Yatra
- Type: Public
- Traded as: Nasdaq: YTRA; NSE: YATRA; BSE: 543992;
- Industry: Online travel agency
- Founded: 1 August 2006; 20 years ago
- Founders: Dhruv Shringi; Manish Amin; Sabina Chopra;
- Headquarters: Gurgaon, Haryana, India
- Key people: Dhruv Shringi (CEO); Manish Amin (CIO); Yumnam Prabhakar Singh (COO - Corporate Hotels);
- Products: Flights, hotels, holidays, trains, buses
- Services: Travel booking
- Revenue: ₹422 crore (US$44 million) (FY24)
- Operating income: ₹53 crore (US$5.5 million) (FY24)
- Net income: ₹−4.5 crore (US$−470,000) (FY24)
- Website: www.yatra.com

= Yatra (company) =

Online travel agency

Yatra is an Indian online travel agency and travel search engine.

== History ==
Yatra.com was founded by Dhruv Shringi, Manish Amin and Sabina Chopra in August 2006.

Early investors included Reliance Venture Asset Management Ltd, Web18 of Network18 Group (a subsidiary of Reliance Industries), Norwest Venture Partners and Intel Capital. In April 2011, it announced funding of ₹2 billion from investors including Valiant Capital Management, Norwest Venture Partners (NVP) under Promod Haque's management and Intel Capital.

In April 2012, it became the second-largest online travel service in India, with a 30 percent share of online travel-related transactions. It launched “holiday-cum-shopping card” with State Bank of India (SBI).

In September 2013, Yatra.com suffered a data breach of more than 5 million users records, exposing email and physical addresses, dates of birth and phone numbers along with both PINs and passwords stored in plain text.

In November 2013, Yatra.com launched e-gift cards in collaboration with Qwikcilver.

In December 2016, Yatra.com was publicly listed on the NASDAQ under the ticker symbol "YTRA".

In July 2019, Ebix, a US-based company, planned to acquire Yatra.com but the acquisition was cancelled in June 2020.

In June 2020, Yatra.com announced an underwritten public offering at $11.5 mn and laid off about 400 employees around the same time.

In June 2021, Yatra collaborated with Oyo Rooms, Airbnb, and EaseMyTrip to form the Confederation of Hospitality, Technology and Tourism Industry (CHATT), an industry body for the tourism sector of India.

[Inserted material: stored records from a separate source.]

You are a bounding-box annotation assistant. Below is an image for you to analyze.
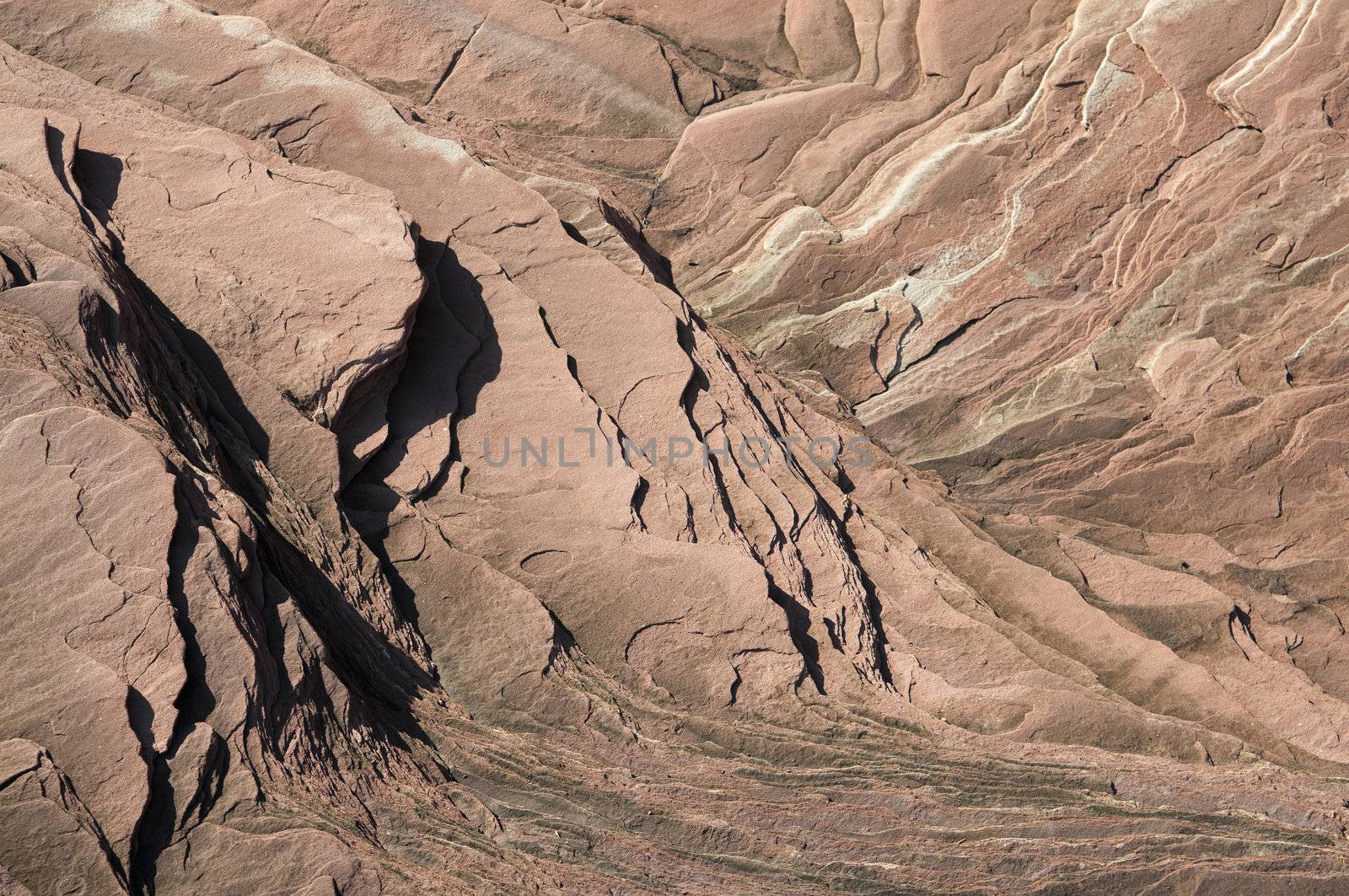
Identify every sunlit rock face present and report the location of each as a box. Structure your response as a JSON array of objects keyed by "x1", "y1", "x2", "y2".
[{"x1": 0, "y1": 0, "x2": 1349, "y2": 896}]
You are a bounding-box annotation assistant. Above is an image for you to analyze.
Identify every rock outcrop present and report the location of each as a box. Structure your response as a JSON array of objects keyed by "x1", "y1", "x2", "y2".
[{"x1": 0, "y1": 0, "x2": 1349, "y2": 896}]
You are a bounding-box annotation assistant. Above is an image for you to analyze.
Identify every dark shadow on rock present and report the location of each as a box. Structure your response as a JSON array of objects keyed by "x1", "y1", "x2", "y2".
[{"x1": 340, "y1": 236, "x2": 502, "y2": 647}]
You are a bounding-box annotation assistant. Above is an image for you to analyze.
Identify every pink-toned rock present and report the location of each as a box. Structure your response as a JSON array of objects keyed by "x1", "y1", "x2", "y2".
[{"x1": 0, "y1": 0, "x2": 1349, "y2": 894}]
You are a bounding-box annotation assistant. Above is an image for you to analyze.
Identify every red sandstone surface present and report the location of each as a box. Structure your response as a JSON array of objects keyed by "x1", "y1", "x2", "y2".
[{"x1": 0, "y1": 0, "x2": 1349, "y2": 896}]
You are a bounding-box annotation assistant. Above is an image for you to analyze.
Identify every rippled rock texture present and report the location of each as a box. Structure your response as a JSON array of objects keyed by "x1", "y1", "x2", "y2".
[{"x1": 0, "y1": 0, "x2": 1349, "y2": 896}]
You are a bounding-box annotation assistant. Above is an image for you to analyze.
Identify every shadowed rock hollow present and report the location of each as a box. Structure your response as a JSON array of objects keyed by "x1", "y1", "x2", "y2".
[{"x1": 0, "y1": 0, "x2": 1349, "y2": 896}]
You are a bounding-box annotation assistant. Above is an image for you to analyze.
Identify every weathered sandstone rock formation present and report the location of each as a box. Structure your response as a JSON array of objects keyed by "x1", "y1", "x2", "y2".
[{"x1": 0, "y1": 0, "x2": 1349, "y2": 896}]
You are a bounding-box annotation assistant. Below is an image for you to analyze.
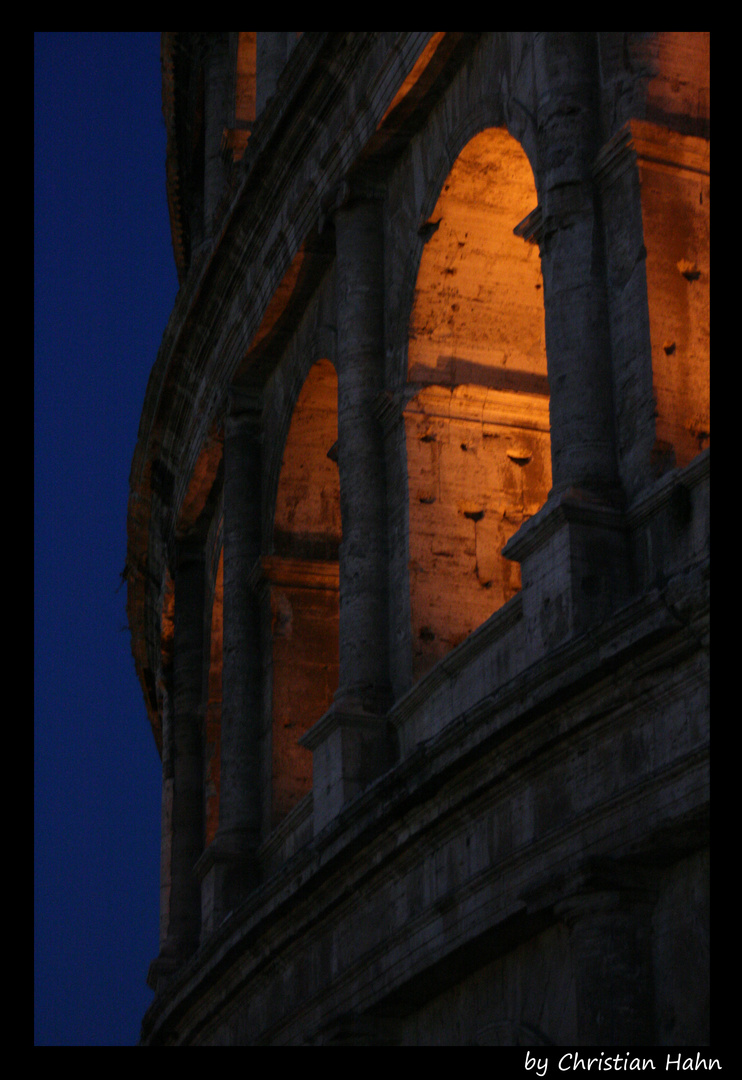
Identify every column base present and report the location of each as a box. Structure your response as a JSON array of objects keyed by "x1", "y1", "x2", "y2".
[
  {"x1": 299, "y1": 698, "x2": 393, "y2": 836},
  {"x1": 502, "y1": 488, "x2": 632, "y2": 658},
  {"x1": 194, "y1": 834, "x2": 258, "y2": 940}
]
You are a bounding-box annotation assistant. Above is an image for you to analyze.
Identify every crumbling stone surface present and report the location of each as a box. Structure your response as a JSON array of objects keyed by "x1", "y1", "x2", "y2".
[{"x1": 126, "y1": 31, "x2": 710, "y2": 1045}]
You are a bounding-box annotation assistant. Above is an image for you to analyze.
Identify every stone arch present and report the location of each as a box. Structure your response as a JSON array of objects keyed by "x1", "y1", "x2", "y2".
[
  {"x1": 403, "y1": 125, "x2": 551, "y2": 679},
  {"x1": 262, "y1": 360, "x2": 341, "y2": 829}
]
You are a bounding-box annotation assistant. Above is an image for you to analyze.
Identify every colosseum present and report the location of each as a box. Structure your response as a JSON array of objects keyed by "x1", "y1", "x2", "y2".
[{"x1": 126, "y1": 31, "x2": 710, "y2": 1047}]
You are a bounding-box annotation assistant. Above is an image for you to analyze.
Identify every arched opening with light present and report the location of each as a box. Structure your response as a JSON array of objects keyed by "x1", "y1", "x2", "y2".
[{"x1": 404, "y1": 127, "x2": 551, "y2": 679}]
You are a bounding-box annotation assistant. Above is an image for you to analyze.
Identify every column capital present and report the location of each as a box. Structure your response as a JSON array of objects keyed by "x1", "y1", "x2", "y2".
[{"x1": 319, "y1": 176, "x2": 387, "y2": 232}]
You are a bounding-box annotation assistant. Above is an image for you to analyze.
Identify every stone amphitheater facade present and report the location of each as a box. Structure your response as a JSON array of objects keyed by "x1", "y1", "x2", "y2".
[{"x1": 126, "y1": 31, "x2": 710, "y2": 1045}]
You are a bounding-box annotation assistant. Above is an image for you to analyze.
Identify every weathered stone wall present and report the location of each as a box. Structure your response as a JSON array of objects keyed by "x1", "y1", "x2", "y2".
[{"x1": 129, "y1": 31, "x2": 710, "y2": 1045}]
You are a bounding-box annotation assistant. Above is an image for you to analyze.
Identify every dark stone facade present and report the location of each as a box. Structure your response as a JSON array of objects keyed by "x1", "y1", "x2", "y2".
[{"x1": 127, "y1": 31, "x2": 710, "y2": 1047}]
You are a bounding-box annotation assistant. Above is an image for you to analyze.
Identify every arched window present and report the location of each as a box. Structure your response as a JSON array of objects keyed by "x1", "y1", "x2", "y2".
[{"x1": 404, "y1": 127, "x2": 551, "y2": 679}]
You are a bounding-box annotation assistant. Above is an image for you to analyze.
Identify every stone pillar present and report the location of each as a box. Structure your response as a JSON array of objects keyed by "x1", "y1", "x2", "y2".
[
  {"x1": 556, "y1": 889, "x2": 655, "y2": 1047},
  {"x1": 335, "y1": 200, "x2": 390, "y2": 712},
  {"x1": 301, "y1": 194, "x2": 391, "y2": 829},
  {"x1": 149, "y1": 541, "x2": 204, "y2": 988},
  {"x1": 503, "y1": 31, "x2": 632, "y2": 659},
  {"x1": 203, "y1": 33, "x2": 229, "y2": 238},
  {"x1": 199, "y1": 391, "x2": 262, "y2": 933},
  {"x1": 534, "y1": 31, "x2": 618, "y2": 501},
  {"x1": 255, "y1": 30, "x2": 289, "y2": 117}
]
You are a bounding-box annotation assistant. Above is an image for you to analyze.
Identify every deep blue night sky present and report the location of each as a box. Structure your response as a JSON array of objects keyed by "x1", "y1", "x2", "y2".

In 2023, Yatra Online listed on the Indian stock exchanges after its initial public offering.

== Acquisitions ==
Yatra acquired ticket consolidator Travel Services International (TSI) in October 2010, global distribution system provider Magicdom and Indian events and entertainment portal BuzzInTown. All were acquired for undisclosed amounts. In July 2012, Yatra.com acquired a 100% stake in Travelguru. In 2016, Yatra.com acquired-hired Mumbai-based Travel-logs.in, which specializes in customized city walks and private tours.

In September 2024, Yatra announced the acquisition of corporate travel company Globe Travels for ₹128 crore.